Long request returns with empty response after 120 seconds, caused by Network Load Balancer

1.5k views Asked by At

I have a GKE cluster with 2 nodes, with a service of type LoadBalancer. When I call the service internally a long request will not timeout after 120 seconds. But if I call the external IP of the Network Load Balancer that forwards to the internal service, I get a "Empty reply from server" response.

External call example:

curl -v "http://<public-ip>/longResponse"
*   Trying <public-ip>...
* TCP_NODELAY set
* Connected to <public-ip> (<public-ip>) port 80 (#0)
> GET /longResponse HTTP/1.1
> Host: <public-ip>
> User-Agent: curl/7.54.0
> Accept: */*
>
* Empty reply from server
* Connection #0 to host <public-ip> left intact
curl: (52) Empty reply from server

Internal call example:

/ # wget -O - -S <service-name>/longResponse
Connecting to location-service (10.3.255.181:80)
  HTTP/1.1 200 OK
  Access-Control-Allow-Origin: *
  Content-Type: application/json
  Content-Length: 15
  Date: Thu, 28 Feb 2019 10:31:14 GMT
  Connection: close

-                    100% |*********************************************************************************************************************************************************************************************************************|    15  0:00:00 ETA
/ # 

I've tried to find documentation for request or socket timeout in the load balancer level, but I didn't encounter anything.
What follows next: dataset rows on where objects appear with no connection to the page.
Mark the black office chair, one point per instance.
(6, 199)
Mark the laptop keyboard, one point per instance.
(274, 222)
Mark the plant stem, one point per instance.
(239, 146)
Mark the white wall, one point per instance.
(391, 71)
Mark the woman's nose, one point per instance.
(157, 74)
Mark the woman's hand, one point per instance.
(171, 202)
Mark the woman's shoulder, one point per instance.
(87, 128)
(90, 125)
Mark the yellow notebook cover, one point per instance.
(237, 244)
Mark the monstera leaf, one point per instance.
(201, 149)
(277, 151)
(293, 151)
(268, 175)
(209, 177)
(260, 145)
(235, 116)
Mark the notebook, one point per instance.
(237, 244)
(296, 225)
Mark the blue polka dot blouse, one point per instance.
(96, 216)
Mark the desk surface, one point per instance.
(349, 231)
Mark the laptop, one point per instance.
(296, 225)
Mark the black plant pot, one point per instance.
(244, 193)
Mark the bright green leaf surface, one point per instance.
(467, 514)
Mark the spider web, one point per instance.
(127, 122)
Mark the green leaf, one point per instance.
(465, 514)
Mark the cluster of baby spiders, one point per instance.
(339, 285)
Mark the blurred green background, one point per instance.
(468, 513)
Any idea?

Thanks.

2

There are 2 answers

4
Tim Hockin On

Are you sure that's not a client-side timeout? Network LB doesn't process packets other than to route them, so it should never send any response back.

Try the -m flag to curl?

Also maybe capture a tcpdump on your client-side so you can see what the network is actually doing.

1
spender On

Get the load-balancer's backend name with:

gcloud compute backend-services list

then

BACKEND=name-of-your-backend
gcloud compute backend-services update $BACKEND --timeout=600s

otherwise, in the console: Network services ⇒ Load balancing ⇒ Backends then you can click your HTTP backend(s) and edit the settings, including the timeout.
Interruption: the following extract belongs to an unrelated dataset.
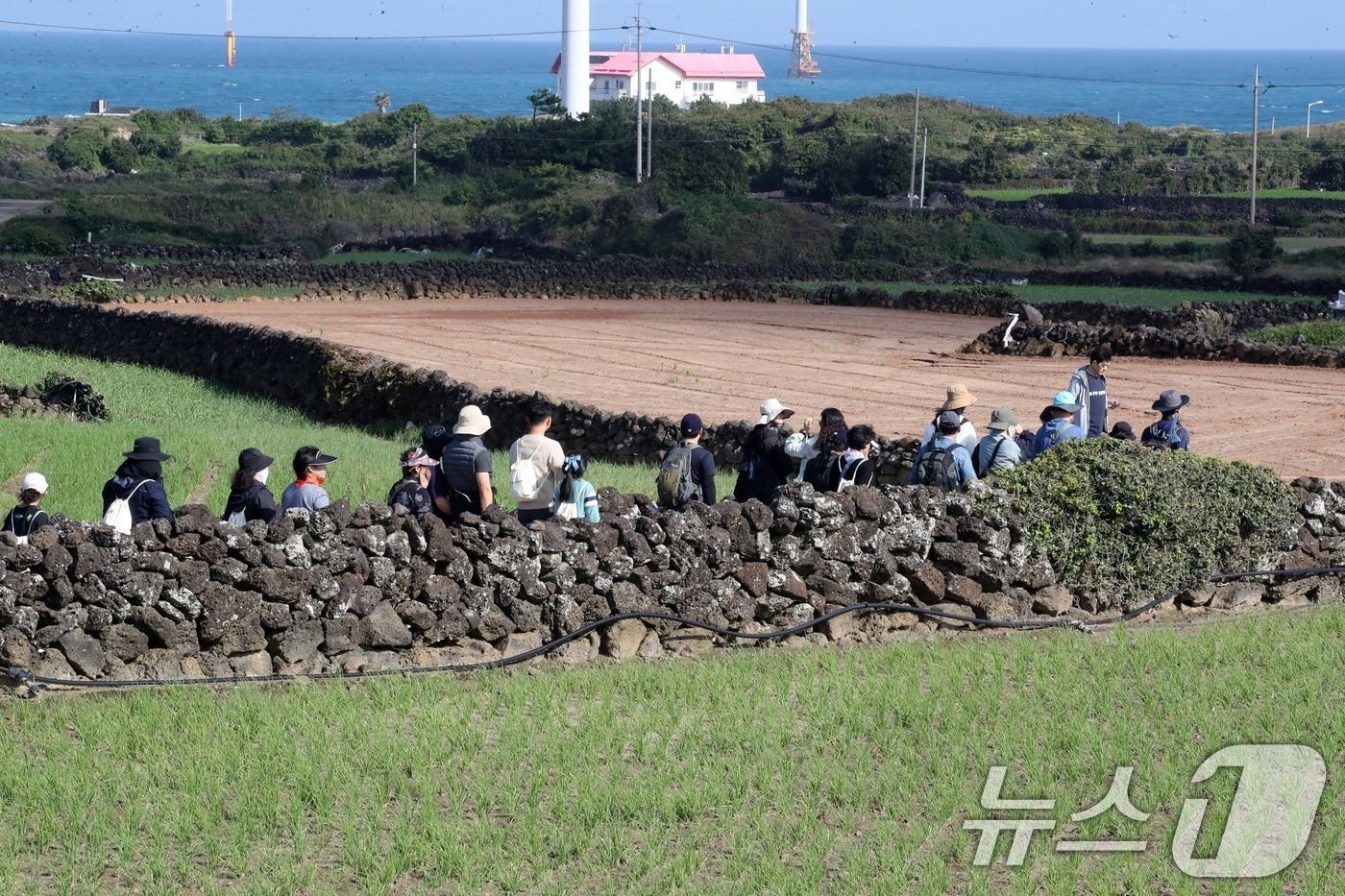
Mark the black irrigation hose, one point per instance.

On a wider note, this may be one of serval hops between server and client, each of which might timeout. You're better off either living with the timeout (and making your long polls complete before the timeout), or drip feeding data down the line... for instance, you can preprend whitespace to json, so for instance, send a space character every 30 seconds until you have a proper response body. This will keep the load-balance from timing out.